We have decided to finally meet the **4 first principal components**. How add them to the set of data to continue the statistics with them?

We will be shown the following window in which we will say that we want 4 components:

T**o see data set, you s**hould see 4 components added after the initial 8 variables:

## 2.6. Reducing the number of variables, objective of the principal component analysis

If instead of generating new variables (as in the previous case), want us to dispose of the least information between the original of our study, some authors have proposed methods to do so.

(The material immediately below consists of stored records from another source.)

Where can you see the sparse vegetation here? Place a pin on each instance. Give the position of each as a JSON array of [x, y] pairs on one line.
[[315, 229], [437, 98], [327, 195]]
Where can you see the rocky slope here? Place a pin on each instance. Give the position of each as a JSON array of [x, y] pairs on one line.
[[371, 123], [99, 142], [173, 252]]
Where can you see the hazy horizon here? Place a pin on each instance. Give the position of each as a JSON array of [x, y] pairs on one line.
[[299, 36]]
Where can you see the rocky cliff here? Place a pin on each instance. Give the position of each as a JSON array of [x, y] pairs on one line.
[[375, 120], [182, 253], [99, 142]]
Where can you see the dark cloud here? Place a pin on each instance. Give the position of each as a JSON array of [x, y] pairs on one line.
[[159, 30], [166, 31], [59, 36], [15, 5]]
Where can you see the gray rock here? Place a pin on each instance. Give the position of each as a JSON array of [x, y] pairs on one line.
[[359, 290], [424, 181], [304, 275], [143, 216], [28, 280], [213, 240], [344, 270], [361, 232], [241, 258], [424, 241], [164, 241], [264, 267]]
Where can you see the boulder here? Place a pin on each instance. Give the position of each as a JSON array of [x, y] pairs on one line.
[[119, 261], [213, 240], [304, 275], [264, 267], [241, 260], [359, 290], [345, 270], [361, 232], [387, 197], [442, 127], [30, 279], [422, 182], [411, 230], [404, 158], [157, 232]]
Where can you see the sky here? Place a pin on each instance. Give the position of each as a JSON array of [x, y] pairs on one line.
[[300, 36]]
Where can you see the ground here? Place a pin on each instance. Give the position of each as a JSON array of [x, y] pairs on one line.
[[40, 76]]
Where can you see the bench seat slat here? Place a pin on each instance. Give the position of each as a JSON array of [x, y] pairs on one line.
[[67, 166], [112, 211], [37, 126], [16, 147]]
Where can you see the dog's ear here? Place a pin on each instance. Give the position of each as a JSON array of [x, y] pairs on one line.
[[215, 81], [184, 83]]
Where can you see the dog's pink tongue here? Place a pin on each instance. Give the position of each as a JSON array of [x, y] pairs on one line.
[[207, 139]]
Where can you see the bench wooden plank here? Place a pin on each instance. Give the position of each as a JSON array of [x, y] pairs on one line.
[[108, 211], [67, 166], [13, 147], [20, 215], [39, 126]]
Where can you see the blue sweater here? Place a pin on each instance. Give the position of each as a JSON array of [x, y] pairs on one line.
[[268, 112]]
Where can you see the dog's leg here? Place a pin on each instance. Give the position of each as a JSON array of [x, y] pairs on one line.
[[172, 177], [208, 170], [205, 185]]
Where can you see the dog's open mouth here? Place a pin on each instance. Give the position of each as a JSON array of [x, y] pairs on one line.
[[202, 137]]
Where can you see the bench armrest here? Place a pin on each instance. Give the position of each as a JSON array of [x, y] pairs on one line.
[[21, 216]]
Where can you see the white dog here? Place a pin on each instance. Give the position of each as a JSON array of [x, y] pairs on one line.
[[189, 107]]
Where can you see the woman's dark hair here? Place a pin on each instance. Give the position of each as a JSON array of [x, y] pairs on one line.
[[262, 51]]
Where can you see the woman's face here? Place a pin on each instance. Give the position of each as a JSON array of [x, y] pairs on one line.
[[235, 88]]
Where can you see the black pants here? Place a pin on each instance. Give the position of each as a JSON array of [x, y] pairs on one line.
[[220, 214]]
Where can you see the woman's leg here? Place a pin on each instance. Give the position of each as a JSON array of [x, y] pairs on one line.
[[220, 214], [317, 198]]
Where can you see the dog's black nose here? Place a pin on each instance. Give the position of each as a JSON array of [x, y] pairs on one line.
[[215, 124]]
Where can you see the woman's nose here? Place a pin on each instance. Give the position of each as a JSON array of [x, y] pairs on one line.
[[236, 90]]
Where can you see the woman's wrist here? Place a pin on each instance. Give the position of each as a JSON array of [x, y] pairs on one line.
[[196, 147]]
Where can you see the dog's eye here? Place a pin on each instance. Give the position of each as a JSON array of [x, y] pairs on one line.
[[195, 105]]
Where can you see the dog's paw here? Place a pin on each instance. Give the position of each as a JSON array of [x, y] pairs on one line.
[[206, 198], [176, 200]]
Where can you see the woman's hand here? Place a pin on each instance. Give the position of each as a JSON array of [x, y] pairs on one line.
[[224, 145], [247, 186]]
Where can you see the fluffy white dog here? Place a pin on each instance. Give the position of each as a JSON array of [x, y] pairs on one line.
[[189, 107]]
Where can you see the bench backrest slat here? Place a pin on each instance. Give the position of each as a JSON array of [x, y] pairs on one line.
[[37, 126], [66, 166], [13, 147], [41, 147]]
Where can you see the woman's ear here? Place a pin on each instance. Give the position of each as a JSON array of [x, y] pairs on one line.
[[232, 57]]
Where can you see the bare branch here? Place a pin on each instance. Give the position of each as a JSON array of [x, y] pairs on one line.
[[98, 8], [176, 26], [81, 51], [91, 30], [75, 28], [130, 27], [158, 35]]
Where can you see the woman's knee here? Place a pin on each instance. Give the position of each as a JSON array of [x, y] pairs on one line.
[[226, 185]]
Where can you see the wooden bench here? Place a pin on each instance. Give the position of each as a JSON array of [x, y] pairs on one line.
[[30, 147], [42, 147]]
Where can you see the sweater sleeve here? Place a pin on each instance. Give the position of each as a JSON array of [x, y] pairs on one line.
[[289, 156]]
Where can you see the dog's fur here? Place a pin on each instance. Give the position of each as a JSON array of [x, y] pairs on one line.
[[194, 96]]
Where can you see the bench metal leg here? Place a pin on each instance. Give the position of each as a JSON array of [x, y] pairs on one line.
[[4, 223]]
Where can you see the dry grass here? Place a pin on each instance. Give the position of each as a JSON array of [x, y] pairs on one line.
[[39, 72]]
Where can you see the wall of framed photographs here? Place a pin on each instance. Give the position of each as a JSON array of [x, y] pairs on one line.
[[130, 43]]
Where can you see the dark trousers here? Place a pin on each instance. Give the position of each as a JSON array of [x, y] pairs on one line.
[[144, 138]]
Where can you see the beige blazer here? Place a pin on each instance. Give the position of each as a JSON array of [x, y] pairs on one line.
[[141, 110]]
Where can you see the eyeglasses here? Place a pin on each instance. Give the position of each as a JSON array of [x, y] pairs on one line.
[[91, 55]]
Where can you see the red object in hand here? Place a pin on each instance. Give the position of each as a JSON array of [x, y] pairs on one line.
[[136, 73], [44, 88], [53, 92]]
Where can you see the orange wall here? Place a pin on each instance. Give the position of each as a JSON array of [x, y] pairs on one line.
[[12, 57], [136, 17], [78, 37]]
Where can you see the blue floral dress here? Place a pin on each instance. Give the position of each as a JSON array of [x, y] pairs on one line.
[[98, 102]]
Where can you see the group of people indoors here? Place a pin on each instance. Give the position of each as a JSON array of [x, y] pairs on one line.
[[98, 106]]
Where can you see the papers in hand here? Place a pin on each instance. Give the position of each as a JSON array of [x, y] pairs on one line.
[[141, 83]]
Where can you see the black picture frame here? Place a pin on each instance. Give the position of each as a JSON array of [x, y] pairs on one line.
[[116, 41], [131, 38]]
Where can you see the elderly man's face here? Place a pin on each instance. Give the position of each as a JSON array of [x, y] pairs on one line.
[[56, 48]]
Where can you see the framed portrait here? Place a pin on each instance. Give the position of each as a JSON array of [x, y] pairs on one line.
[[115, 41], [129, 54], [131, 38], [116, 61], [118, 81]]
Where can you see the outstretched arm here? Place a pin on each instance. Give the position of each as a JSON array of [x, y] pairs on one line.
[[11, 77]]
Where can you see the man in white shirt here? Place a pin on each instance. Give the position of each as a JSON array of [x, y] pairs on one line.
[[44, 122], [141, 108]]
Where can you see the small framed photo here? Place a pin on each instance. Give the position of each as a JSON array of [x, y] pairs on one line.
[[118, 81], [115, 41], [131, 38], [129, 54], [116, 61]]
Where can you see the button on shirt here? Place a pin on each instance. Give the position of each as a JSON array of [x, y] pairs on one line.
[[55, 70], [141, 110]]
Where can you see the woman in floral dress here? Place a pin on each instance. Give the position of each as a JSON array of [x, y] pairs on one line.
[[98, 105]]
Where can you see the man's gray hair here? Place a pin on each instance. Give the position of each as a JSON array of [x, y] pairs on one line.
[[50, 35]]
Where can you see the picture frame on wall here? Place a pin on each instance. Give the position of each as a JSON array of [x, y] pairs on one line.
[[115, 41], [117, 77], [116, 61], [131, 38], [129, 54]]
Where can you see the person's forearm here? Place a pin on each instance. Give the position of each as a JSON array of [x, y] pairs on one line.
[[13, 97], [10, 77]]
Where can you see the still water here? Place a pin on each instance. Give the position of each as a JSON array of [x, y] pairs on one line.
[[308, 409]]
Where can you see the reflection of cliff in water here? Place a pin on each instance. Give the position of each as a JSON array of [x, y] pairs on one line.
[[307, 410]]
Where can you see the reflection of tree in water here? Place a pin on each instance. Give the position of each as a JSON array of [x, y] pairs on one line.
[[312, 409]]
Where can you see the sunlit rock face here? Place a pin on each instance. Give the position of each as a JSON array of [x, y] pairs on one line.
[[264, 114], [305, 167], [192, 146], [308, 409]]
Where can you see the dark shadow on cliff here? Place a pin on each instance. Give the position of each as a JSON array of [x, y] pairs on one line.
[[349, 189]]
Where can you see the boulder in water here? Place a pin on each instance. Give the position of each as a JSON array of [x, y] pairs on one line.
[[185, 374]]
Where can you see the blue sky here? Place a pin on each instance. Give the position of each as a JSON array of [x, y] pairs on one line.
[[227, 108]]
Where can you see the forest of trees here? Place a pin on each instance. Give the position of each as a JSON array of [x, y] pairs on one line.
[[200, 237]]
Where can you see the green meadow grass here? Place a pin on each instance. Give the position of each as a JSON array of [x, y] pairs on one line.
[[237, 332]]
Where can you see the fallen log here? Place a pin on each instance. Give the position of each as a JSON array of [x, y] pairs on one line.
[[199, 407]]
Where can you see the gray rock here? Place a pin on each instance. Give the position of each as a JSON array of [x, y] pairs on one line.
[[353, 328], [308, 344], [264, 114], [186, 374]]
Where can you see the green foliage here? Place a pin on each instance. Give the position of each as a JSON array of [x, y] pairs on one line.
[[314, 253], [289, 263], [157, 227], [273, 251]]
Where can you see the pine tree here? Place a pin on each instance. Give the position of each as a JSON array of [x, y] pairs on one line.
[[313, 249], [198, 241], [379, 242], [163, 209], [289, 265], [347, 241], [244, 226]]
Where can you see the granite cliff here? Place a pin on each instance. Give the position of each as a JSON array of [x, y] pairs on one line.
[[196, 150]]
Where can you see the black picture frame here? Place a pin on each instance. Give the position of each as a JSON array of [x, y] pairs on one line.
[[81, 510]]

Joliffe (1972, 1973) proposes to reduce the original variables directly to the number of them who meet the following requirements:

- Choose the main components whose eig
**envalues are greater than 0.7**. - Of the selected components, select the variabl
**e with largest absolute value (**which no has been selected previously).

In our example, we have 4 main components whose eigenvalues are above 0.7 (see previously). The eigenvectors of each component are shown below:

Component loadings: Comp.1 Comp.2 Comp.3 Comp.4 V1 0.45927632 - 0.3300700 0.42221491 - 0.06912846 V2 - 0.42975751 - 0.2662236 0.08772638 - 0.32688585 V3 - 0.06900791 - 0.6387247 - 0.16726543 0.11575498 V4 0.03880912 - 0.5597814 - 0.41999034 0.27503283 V5 0.48981256 - 0.1997337 0.44528178 - 0.07725784 V6 0.38390014 0.1163544 - 0.37150886 0.14717175 V7 - 0.43872101 - 0.1867023 0.42200008 0.02548362 V8 - 0.13540205 0.1027849 0.30869124 0.87809277

- In Comp. 1 the highest absolute value of their coefficients (0.4898) corresponds to V5.
- In Comp. 2 corresponds to V3.
- In Comp. 3 corresponds to V5, but as it is selected in the Comp. 1, select the following with more value, V1.
- In Comp. 4 corresponds to V8.

We therefore be exclusively with variables V1, **V3,**** V5** **and**** V8**.

**Long live free Software!**

### References

- García Pérez, a., 2005. Advanced methods of applied statistics. Advanced techniques, 1st ed. Universidad Nacional de Educación a Distancia, Madrid.